One of the best parts of being a teenager is the new-found freedom of driving. Getting behind the wheel and going where you want without help from anyone else is certainly exciting, but it’s also risky for new drivers. Distracted driving is unsafe for anyone, but it’s especially dangerous for teenagers who are just getting used to driving. Explaining to your teens what the dangers of distracted driving are, and making strict family rules about what goes on in the car will help minimize the risks and keep your teen safe.
Cell Phone Dangers
Teens need to pay extra attention when driving, yet they’re the age group most likely to use their cell phones while driving. Texting while driving is one of the biggest causes of accidents among this age group. Remind your teens that whatever they need to say on their cell phone can wait until they arrive at their destination. If they need to make an important phone call right away, they can pull over to the side of the road to make it. Nothing is as important as their safety behind the wheel.
Friends on Board
Another big distraction for teens when driving comes from their friends, who are probably having a great time all around them. Laughing, shouting, playing with the radio, and horsing around are all fun parts of adolescence, but they don’t belong in the car. These distractions need to be minimized, so let your teen know that the only way they’ll be allowed to have friends in the car is if everyone behaves safely. Don’t be afraid to ask your child’s friends to respect this rule before they all leave for an outing. Let your teen and their friends know that if they can’t chill out in the car, they’ll have to stay home, or wait for a ride from a parent.
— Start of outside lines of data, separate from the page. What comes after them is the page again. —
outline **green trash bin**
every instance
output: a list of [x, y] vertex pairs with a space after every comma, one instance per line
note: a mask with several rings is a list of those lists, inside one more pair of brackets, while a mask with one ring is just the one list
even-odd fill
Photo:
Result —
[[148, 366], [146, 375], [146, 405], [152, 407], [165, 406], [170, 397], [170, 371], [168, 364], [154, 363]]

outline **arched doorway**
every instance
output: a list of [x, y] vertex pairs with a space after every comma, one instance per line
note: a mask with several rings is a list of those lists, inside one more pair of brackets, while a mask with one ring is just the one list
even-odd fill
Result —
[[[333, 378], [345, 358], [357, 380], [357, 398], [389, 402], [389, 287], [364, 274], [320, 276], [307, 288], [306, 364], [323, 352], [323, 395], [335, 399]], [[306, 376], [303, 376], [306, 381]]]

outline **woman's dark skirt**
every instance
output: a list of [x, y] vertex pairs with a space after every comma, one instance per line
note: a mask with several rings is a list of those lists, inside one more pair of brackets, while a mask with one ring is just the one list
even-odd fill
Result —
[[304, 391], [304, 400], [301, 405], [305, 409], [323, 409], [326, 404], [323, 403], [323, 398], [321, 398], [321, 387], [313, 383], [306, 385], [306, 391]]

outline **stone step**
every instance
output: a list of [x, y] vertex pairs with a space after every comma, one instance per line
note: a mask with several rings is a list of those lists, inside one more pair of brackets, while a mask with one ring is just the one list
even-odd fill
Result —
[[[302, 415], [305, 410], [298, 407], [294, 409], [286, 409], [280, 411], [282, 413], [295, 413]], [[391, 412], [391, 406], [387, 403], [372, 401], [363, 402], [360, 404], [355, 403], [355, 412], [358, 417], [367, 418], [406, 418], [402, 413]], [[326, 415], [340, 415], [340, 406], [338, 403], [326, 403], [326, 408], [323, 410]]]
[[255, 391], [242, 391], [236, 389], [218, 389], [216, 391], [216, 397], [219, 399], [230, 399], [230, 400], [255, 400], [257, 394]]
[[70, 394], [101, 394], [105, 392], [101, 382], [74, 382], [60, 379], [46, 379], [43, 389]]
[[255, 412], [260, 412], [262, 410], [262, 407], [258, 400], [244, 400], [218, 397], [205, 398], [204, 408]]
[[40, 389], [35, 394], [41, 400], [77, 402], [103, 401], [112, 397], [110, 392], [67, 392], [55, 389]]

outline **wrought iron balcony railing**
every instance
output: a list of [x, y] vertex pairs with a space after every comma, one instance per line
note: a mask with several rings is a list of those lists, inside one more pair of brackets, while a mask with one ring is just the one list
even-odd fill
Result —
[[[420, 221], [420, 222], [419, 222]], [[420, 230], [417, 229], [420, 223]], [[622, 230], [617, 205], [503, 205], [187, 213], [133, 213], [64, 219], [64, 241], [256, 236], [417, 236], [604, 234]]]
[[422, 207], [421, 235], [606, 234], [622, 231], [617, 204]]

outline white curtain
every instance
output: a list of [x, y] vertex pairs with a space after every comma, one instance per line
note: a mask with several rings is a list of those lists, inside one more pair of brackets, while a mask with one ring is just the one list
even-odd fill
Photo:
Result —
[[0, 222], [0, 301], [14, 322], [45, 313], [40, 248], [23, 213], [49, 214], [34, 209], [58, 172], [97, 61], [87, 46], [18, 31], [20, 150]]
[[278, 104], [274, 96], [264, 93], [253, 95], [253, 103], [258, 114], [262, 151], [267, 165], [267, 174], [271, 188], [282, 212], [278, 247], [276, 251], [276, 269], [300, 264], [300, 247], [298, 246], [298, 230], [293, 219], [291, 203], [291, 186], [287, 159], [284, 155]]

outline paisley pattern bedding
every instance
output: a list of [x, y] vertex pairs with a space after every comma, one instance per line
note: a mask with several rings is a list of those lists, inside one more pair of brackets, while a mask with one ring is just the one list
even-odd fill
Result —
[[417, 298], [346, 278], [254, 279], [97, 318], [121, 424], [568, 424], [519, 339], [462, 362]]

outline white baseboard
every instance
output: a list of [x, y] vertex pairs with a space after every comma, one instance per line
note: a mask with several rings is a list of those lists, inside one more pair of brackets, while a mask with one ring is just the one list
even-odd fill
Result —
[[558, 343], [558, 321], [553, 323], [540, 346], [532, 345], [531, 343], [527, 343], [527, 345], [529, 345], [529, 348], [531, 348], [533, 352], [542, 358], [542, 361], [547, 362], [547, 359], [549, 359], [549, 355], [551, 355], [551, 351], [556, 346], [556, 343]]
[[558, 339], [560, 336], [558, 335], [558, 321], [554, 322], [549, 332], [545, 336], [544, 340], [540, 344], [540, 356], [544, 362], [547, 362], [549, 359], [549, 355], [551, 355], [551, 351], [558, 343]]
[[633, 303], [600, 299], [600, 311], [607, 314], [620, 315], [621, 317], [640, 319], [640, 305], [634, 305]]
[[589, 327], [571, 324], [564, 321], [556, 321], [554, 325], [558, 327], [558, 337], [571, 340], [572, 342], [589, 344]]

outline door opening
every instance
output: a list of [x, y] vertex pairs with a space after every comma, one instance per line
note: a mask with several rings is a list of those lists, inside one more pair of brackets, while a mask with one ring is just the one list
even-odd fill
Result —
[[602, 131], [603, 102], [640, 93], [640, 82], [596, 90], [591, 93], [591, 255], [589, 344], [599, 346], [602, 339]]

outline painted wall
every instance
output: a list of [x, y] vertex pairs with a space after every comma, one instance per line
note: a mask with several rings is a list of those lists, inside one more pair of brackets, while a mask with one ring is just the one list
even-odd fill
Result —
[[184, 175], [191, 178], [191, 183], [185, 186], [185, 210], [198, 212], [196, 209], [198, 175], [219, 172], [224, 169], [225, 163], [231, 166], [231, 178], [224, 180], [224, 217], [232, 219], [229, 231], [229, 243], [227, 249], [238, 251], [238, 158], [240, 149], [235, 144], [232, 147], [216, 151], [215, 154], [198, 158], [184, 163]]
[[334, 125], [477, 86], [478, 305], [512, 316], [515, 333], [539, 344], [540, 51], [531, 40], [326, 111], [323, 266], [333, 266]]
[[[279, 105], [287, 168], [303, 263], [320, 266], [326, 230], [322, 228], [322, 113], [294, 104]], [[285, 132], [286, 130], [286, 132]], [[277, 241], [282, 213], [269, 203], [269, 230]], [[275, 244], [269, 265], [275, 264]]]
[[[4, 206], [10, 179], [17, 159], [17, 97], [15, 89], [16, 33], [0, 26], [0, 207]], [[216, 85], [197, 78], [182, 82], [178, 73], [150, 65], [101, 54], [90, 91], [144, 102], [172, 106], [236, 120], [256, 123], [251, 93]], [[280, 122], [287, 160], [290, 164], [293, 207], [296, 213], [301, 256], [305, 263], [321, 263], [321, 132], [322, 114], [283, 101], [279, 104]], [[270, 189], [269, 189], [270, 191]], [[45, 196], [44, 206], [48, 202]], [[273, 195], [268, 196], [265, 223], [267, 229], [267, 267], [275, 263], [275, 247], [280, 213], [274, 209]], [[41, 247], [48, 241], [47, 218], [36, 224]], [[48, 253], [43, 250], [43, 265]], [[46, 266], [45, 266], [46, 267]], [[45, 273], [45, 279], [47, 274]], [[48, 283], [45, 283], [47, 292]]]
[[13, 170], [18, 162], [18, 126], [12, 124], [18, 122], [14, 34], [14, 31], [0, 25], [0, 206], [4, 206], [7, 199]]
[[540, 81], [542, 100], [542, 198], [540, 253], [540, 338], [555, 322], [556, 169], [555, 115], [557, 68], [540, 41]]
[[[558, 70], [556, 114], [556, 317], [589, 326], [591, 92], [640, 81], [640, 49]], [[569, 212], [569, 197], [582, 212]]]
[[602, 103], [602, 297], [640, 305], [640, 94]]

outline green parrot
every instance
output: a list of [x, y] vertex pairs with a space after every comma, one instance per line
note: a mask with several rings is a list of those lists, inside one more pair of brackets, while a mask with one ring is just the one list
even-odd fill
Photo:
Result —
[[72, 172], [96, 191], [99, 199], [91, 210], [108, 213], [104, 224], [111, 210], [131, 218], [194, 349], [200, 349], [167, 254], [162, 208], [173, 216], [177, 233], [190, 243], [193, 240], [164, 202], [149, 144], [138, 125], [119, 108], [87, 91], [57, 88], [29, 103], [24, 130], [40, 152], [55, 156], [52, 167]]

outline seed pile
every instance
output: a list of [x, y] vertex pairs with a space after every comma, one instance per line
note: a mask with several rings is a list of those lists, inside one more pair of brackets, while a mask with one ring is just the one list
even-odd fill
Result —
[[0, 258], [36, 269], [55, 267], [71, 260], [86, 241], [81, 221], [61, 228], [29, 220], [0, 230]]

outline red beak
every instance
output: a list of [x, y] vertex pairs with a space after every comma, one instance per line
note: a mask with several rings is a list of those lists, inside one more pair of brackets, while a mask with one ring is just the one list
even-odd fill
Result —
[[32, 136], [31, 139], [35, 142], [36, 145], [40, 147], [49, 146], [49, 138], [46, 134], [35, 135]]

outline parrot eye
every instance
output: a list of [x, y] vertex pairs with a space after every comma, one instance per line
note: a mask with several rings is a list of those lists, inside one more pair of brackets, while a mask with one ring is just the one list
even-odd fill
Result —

Playing music in the car can be a major distraction for teen drivers. Switching songs, fiddling with cords, and rifling through CDs is a lot to take on when you’re still getting the hang of driving. Ask your teen to load up their mp3 player with their favorites, plug it into the car, and then leave it alone. If they need to change the music, ask them to get into the habit of doing so before they pull out of the driveway, and not when they’re on the road. Even playing the music too loudly can be dangerous, because it keeps them from hearing what’s going on around them. Encourage your teen to just enjoy the privilege of driving for now, and keep distractions out of the equation.